The study suggested that even short-term usage could result in inflammatory changes at a cellular level.
"Through the randomised clinical trial of healthy never-smokers over a month, we found that an increase in urinary propylene glycol, a marker of inhalation-e-cig intake, was significantly correlated with increased inflammatory response in the lung," said the study's first author Min-Ae Song from Ohio State University.
For the study, researchers recruited 30 healthy, non-smoking volunteers to directly assess the impact of tobacco and e-cig use on the lungs through bronchoscopy, an outpatient test in which a doctor inserts a thin tube through the nose or mouth to view the airways.

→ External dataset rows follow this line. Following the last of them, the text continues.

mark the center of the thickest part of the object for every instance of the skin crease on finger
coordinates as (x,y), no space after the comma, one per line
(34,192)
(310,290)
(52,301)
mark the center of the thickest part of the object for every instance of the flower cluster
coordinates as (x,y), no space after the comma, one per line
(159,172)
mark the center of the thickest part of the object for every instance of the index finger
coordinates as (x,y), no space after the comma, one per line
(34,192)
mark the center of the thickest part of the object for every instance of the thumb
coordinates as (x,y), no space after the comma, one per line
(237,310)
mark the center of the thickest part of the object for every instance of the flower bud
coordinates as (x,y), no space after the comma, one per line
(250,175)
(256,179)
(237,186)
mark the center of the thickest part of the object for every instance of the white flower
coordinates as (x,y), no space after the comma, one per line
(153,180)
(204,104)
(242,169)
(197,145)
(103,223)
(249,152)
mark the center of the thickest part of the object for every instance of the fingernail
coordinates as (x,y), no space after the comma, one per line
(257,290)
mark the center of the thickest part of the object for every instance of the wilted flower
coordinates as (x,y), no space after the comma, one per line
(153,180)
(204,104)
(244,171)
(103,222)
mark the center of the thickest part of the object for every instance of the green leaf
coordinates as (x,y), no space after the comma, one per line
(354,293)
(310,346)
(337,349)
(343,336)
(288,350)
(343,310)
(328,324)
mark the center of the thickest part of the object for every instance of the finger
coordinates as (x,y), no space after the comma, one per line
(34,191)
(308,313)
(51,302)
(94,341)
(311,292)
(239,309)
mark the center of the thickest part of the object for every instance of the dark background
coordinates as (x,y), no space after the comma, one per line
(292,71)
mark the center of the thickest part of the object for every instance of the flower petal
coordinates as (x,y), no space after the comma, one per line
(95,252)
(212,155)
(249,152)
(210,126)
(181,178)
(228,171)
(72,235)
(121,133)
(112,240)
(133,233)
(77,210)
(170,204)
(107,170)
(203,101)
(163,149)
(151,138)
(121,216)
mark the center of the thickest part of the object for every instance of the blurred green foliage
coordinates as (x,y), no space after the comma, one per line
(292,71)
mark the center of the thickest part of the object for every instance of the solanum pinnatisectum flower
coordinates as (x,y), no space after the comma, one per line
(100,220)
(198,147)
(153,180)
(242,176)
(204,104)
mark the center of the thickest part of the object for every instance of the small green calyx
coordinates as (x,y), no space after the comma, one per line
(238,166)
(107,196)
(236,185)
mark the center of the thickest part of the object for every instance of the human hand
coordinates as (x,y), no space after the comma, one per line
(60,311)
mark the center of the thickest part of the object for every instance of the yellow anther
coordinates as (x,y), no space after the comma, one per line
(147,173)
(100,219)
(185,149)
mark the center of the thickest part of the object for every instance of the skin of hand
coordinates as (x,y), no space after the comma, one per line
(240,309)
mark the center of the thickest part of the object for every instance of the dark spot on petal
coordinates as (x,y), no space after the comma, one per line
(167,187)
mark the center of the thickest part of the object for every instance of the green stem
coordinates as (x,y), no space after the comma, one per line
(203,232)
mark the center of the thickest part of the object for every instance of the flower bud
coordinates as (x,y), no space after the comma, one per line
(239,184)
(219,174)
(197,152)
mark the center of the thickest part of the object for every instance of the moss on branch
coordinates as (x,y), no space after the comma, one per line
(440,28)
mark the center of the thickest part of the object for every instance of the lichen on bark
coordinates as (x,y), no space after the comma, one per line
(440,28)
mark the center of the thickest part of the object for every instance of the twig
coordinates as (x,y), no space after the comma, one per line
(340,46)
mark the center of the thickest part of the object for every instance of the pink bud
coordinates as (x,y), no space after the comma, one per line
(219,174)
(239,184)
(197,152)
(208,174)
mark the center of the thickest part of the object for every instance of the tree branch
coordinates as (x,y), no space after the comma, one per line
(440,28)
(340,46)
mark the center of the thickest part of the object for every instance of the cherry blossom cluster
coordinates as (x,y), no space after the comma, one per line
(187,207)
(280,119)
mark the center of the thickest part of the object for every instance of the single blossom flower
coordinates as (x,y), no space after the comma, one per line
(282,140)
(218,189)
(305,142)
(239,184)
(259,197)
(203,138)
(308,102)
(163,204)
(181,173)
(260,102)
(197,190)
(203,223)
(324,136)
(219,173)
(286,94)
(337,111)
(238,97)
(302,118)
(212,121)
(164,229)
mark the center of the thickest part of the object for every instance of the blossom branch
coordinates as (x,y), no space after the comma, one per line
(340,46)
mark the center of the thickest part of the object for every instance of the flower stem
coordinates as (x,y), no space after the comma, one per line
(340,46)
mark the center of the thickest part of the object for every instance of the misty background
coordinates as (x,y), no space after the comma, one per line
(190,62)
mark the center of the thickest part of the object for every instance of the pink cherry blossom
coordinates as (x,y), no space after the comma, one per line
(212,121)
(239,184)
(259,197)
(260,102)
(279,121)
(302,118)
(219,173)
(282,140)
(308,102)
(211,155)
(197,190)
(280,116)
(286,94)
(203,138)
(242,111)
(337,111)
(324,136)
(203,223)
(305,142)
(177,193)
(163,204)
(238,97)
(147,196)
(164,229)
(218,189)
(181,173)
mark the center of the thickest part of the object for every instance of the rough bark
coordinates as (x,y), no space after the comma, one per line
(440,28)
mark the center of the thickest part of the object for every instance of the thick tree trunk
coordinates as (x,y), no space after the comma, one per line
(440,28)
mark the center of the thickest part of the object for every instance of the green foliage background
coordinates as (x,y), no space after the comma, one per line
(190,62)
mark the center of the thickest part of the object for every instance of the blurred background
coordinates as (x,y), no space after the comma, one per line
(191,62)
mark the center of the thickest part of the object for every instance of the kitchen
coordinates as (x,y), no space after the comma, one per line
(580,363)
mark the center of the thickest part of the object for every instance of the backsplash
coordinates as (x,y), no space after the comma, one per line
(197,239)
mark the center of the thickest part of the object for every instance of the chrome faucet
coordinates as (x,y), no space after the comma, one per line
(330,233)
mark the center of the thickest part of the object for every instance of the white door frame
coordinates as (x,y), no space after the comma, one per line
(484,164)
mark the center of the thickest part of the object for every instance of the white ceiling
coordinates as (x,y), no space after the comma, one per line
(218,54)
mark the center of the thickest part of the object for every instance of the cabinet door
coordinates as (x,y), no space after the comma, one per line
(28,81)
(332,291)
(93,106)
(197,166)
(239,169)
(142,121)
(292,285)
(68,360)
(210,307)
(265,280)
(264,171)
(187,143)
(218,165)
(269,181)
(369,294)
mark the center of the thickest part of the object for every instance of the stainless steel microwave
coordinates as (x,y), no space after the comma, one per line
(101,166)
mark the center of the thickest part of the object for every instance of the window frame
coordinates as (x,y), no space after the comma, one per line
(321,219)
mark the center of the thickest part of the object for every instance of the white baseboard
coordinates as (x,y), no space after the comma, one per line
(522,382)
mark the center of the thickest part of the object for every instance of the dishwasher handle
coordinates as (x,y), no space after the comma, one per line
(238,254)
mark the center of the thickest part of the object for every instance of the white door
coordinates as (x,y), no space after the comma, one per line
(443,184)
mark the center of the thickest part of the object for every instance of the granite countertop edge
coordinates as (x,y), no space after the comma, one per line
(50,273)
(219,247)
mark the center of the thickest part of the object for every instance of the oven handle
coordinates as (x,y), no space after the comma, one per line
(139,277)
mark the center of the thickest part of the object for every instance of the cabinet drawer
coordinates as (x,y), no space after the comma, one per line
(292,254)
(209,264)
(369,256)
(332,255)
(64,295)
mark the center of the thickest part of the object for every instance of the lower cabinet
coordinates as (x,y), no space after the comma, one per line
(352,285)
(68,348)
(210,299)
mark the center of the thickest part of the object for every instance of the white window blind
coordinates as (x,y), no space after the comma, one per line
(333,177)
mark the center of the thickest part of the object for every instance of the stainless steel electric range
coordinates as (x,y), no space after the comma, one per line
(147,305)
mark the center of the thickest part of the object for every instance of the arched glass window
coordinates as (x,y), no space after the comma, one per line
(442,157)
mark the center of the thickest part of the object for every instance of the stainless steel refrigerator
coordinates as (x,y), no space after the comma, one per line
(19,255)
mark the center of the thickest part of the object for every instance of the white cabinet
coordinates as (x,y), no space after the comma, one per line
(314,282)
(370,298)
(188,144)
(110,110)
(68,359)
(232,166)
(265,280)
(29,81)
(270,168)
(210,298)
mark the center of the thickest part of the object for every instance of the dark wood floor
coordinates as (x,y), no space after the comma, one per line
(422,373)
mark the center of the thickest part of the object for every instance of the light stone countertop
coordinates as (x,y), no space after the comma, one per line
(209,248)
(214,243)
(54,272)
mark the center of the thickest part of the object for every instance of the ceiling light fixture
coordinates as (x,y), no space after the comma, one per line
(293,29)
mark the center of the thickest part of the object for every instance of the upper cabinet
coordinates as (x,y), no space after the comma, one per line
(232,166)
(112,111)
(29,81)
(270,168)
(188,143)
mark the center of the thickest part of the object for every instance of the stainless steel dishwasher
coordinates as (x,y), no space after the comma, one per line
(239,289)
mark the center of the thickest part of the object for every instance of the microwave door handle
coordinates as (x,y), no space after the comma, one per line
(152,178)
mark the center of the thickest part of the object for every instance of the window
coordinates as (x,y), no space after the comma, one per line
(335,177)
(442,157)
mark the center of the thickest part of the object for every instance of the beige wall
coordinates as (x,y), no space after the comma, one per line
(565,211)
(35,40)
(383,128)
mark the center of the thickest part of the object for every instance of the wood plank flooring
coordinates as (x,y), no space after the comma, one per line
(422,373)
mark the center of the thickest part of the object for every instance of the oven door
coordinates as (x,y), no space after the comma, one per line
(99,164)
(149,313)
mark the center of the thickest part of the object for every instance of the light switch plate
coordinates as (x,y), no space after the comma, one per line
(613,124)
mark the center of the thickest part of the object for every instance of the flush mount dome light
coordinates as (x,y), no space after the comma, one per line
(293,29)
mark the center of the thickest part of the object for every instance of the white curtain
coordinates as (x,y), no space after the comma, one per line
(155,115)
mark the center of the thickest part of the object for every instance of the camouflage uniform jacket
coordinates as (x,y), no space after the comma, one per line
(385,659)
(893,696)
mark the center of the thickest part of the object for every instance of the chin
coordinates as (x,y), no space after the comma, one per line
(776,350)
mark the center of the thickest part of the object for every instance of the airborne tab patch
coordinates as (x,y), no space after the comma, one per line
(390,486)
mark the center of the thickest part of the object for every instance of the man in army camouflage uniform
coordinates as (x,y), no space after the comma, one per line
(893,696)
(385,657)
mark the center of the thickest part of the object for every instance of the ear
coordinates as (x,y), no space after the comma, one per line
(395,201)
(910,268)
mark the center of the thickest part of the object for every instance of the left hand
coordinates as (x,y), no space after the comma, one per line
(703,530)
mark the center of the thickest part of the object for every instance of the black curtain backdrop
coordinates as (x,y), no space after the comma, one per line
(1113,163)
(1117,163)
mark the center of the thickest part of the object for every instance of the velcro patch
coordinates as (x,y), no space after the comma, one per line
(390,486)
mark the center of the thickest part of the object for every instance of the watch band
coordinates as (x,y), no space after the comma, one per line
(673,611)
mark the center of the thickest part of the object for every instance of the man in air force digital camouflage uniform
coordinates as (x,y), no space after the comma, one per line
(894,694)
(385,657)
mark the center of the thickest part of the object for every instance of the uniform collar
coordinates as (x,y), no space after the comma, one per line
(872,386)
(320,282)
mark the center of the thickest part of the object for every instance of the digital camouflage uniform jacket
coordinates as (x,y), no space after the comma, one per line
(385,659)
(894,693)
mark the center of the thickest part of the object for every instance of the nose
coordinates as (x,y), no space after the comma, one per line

A small sample of lung cells was collected from fluid in the lungs.
Participants were randomised to a four-week intervention with e-cigs containing only 50 per cent propylene glycol (PG) or 50 per cent vegetable glycerine (VG) without nicotine or flavours.
Results from these tests were then compared to a separate control group of never-smokers.
Researchers did not see levels of inflammation higher than the controls, but there was an increase in inflammation among the users who inhaled more of the e-cigarette.
With the recent reports of lung disease and deaths associated with vaping, the effects of vaping nicotine and marijuana oils makes this research more critical, said the researchers.